AT&T Group's Lawsuit in Wisconsin Fails

Yet another court has ruled against an incumbent telephone or cable company that filed a lawsuit to block any threat to their continued monopoly in America's communities. Access Wisconsin, an AT&T dominated trade group, has been trying to stop communities in Wisconsin from building their own next-generation networks to serve schools and libraries that AT&T has long neglected with slow, overpriced, broadband connections. A local judge has dismissed this blatantly anti-competitive attempt to stop communities from building the networks they need.
Wisconsin Independent Telecommunications Systems, operating as Access Wisconsin, sued the UW Board of Regents in July in an effort to stop a $32.3 million fiber optic network to Platteville, Wausau, Superior and the Chippewa Valley region.
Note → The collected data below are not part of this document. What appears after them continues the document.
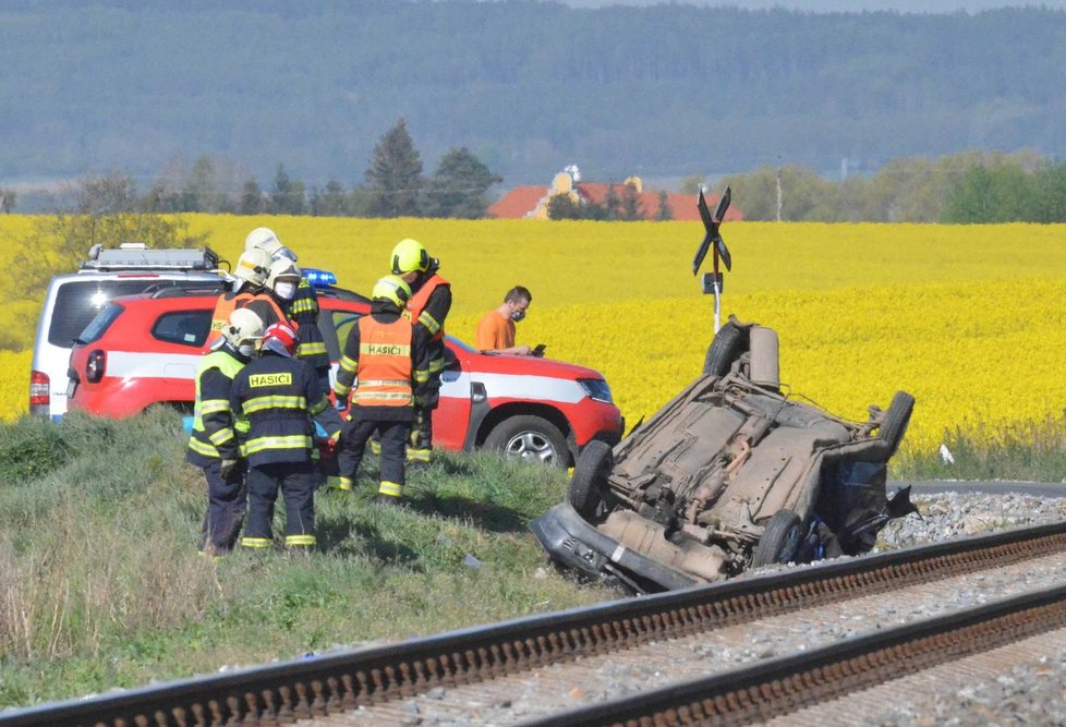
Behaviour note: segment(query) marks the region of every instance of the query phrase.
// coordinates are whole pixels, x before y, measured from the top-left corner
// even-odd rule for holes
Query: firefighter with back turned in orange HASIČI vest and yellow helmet
[[[338,450],[337,487],[352,488],[363,447],[377,432],[381,477],[376,499],[395,505],[403,495],[403,449],[411,422],[428,388],[429,336],[403,315],[411,288],[402,279],[386,276],[372,294],[371,314],[348,334],[334,385],[338,408],[347,405],[351,392],[351,414]]]

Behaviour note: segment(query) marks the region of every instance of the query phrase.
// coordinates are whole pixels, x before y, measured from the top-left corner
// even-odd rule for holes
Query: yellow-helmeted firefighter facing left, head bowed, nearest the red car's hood
[[[426,395],[415,405],[407,450],[409,461],[427,463],[433,452],[433,412],[439,402],[440,373],[445,367],[445,318],[451,310],[451,283],[437,272],[440,260],[429,257],[417,240],[401,240],[392,249],[391,265],[392,275],[411,287],[408,314],[412,323],[429,339],[429,381]]]

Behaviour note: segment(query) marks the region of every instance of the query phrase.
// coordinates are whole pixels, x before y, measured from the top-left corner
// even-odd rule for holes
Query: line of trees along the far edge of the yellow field
[[[319,217],[487,216],[489,190],[502,182],[464,147],[445,155],[432,177],[423,175],[421,155],[403,119],[379,140],[365,171],[365,183],[346,189],[336,180],[307,187],[279,163],[264,190],[254,177],[239,182],[234,172],[207,156],[190,169],[165,170],[146,192],[120,173],[82,180],[73,201],[57,211],[97,215],[228,213]],[[237,183],[234,181],[237,180]],[[708,180],[691,174],[681,192],[729,186],[736,206],[752,221],[812,222],[1066,222],[1066,162],[1032,150],[966,152],[938,159],[896,159],[870,175],[834,181],[799,166],[762,167]],[[237,189],[230,194],[228,189]],[[0,211],[14,208],[14,192],[0,187]],[[665,190],[654,214],[643,208],[635,186],[610,184],[602,202],[557,195],[550,219],[628,221],[674,218]]]

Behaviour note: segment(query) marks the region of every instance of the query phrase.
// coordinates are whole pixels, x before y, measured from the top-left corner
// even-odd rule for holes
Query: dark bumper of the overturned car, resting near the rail
[[[618,573],[641,592],[674,591],[698,583],[604,535],[569,502],[553,507],[531,522],[530,530],[553,559],[586,575],[601,578]]]

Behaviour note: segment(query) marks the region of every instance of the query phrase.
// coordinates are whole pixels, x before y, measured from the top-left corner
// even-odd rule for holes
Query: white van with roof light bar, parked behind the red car
[[[119,295],[162,288],[221,292],[219,257],[210,247],[148,250],[125,243],[94,245],[77,272],[52,278],[37,320],[29,373],[29,413],[58,420],[66,412],[71,347],[90,320]]]

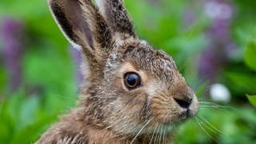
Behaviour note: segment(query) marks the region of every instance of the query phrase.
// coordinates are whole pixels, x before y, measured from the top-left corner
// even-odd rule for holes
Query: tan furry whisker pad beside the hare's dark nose
[[[158,95],[150,102],[152,115],[156,122],[172,123],[177,122],[182,110],[179,109],[173,98]]]

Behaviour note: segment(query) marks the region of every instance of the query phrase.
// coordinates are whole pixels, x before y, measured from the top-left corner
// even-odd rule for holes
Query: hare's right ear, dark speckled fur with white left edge
[[[96,0],[100,12],[114,32],[126,37],[137,37],[133,22],[123,5],[123,0]]]

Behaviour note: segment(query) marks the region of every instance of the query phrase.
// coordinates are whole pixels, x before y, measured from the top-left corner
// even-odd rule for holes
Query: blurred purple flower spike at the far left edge
[[[8,75],[8,89],[18,90],[22,83],[23,26],[14,18],[3,18],[0,25],[2,61]]]

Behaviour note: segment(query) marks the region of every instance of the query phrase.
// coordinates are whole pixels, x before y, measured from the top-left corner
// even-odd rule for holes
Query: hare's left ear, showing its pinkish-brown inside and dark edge
[[[48,0],[48,4],[66,38],[89,58],[107,51],[110,27],[90,0]]]

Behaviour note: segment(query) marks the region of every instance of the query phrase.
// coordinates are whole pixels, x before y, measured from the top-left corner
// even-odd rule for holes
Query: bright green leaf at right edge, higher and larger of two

The lawsuit also named WiscNet, CCI Systems Inc. and the state Department of Transportation. ... The grant — made available through federal stimulus funds — will build high-speed Internet fiber to anchor institutions such as libraries, schools and government, health care and public safety buildings.
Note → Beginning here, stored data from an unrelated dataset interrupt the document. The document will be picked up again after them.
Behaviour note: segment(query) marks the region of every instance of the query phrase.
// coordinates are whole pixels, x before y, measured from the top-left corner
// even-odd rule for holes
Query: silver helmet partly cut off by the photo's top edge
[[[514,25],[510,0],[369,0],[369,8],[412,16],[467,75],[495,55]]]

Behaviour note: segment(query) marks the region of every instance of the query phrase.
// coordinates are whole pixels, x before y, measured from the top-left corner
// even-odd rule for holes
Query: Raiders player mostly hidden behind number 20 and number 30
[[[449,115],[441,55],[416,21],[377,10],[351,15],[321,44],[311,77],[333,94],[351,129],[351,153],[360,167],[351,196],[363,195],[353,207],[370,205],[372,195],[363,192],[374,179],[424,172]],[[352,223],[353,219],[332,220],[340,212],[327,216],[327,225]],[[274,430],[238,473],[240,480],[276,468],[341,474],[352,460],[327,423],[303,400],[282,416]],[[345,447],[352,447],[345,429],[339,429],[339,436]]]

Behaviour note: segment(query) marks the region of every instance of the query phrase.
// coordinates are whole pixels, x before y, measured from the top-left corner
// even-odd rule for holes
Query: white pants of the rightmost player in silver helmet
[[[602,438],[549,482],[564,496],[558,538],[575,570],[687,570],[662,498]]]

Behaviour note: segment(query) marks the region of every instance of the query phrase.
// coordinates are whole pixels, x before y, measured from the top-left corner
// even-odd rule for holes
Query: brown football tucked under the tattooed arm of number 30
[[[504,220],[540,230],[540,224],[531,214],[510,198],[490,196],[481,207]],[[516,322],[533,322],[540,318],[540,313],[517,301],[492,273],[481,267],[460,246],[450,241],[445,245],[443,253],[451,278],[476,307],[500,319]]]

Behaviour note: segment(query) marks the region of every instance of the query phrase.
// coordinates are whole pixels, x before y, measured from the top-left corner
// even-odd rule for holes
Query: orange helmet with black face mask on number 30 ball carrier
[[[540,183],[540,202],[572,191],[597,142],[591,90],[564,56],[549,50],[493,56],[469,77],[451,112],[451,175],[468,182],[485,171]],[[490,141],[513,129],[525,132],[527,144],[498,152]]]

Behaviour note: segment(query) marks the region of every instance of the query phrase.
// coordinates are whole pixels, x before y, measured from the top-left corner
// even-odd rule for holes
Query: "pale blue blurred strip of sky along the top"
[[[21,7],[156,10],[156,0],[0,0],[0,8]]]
A press release from the UW-Extension office that organized the Building Community Capacity through Broadband program, funded by the broadband stimulus program, notes:
“This work by the University of Wisconsin-Extension and our many community partners is vital to the future of the Wisconsin economy,” said Ray Cross, chancellor of the University of Wisconsin-Extension and University of Wisconsin Colleges. “I hope that now government, the university, private businesses and communities in every corner of the state will be able to work together to assure Wisconsin is connected to the global economy.”
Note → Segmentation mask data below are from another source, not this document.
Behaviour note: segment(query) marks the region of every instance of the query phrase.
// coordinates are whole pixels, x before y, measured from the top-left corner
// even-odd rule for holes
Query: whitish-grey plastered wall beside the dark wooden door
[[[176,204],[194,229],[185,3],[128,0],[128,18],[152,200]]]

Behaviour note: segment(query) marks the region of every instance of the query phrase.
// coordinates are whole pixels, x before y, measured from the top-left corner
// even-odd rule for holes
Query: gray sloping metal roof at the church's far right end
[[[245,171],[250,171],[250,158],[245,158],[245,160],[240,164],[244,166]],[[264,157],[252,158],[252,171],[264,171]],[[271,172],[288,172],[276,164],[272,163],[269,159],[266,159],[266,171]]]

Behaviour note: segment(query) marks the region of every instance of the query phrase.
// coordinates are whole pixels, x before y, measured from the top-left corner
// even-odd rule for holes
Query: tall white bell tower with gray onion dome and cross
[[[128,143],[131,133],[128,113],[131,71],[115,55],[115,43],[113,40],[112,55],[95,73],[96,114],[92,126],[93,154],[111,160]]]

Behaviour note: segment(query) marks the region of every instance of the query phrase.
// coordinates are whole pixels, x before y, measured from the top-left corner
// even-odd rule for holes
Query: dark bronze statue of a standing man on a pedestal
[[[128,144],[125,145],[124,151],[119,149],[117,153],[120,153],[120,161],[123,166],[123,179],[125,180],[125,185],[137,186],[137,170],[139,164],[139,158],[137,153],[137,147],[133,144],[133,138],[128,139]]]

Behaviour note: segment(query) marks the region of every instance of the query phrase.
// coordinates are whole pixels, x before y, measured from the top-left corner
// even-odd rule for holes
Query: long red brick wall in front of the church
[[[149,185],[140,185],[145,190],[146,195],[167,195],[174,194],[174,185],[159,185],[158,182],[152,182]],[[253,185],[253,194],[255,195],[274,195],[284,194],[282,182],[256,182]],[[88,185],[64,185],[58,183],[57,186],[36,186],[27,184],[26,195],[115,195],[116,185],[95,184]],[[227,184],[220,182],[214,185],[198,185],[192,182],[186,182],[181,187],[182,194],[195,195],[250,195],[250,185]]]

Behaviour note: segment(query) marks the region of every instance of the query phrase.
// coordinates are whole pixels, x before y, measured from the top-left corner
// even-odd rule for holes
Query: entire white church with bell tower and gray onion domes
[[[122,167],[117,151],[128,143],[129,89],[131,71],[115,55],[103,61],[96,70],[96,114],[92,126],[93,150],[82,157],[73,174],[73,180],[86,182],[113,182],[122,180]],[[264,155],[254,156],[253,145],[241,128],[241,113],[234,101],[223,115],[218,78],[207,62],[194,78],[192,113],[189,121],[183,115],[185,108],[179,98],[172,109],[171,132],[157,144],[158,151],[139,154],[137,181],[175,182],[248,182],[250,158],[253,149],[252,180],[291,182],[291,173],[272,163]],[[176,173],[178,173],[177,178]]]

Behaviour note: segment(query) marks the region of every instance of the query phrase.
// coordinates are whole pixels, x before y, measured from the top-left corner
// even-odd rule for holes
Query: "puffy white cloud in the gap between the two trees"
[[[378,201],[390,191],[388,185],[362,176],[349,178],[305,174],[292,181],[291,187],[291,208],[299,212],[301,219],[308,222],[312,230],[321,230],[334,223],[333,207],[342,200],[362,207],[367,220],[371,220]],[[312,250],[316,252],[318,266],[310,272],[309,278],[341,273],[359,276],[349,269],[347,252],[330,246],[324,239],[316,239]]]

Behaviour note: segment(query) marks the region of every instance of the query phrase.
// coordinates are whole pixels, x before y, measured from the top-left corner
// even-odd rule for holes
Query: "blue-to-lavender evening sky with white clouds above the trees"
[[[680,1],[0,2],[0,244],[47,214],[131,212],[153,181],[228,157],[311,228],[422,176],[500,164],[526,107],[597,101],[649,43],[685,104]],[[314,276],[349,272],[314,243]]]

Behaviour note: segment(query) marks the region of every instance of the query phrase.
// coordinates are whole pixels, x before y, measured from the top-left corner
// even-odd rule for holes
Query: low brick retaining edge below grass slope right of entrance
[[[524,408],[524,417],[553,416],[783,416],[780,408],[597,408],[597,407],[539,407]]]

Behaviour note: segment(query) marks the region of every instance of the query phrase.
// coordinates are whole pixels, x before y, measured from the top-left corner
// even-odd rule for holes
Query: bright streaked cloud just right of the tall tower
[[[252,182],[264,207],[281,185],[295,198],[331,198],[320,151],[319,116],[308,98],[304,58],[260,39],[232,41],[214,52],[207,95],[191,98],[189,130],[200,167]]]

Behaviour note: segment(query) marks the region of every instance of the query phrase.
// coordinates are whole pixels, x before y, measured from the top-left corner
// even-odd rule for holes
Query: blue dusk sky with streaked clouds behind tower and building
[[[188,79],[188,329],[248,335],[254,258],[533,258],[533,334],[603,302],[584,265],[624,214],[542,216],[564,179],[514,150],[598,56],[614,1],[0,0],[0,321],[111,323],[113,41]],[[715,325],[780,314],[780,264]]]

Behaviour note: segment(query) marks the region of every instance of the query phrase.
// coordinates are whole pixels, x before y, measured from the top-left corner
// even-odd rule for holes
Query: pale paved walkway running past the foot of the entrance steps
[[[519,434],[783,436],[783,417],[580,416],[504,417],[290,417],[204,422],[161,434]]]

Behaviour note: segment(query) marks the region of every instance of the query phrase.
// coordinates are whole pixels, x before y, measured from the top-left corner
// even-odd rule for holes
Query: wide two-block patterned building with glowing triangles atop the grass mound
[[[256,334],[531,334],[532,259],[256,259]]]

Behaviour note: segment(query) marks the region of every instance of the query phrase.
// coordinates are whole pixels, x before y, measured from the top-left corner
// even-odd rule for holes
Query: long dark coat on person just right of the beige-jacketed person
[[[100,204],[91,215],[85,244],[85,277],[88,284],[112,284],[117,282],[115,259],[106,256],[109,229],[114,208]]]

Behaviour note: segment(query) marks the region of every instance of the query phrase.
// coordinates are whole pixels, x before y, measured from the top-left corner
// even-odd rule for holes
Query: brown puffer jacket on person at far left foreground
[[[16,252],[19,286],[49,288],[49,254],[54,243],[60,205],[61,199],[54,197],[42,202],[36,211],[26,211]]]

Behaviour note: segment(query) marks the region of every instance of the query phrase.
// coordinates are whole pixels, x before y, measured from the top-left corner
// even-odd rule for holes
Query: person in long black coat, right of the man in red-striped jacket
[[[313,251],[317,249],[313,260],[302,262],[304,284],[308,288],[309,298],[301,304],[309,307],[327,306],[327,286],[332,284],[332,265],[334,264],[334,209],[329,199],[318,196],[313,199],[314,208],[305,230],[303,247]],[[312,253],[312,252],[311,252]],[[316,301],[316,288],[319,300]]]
Remember that these lawsuits are rarely intended to be won. They are intended to intimidate communities, to scare them away from making the necessary investments in their community to ensure the incumbents can preserve their customer base without investing in modern connections. But AT&T and friends have continued to whine that it just isn't fair, much like a coalition of landlords (where Donald Trump plays the role of AT&T) suing home owners because people should have to rent their homes forever. Or a coalition of dirt road owners who use every legal trick in the book to make sure some communities are not touched by interstates. Until the Wisconsin state government recognizes the inherent authority of communities to invest in the essential infrastructure they need, we will see more attempts by AT&T to be the sole provider of telecommunications services, which allows them to overcharge at will and increase profits even while refusing to invest in better connections. Fortunately, the Building Community Capacity through Broadband is documenting the taxpayer savings from their projects. Community networks create real gains for local businesses and make local government more efficient - but we have to make sure we can show these real savings to elected officials to counter the unparalleled lobbying effort of massive cable and phone companies.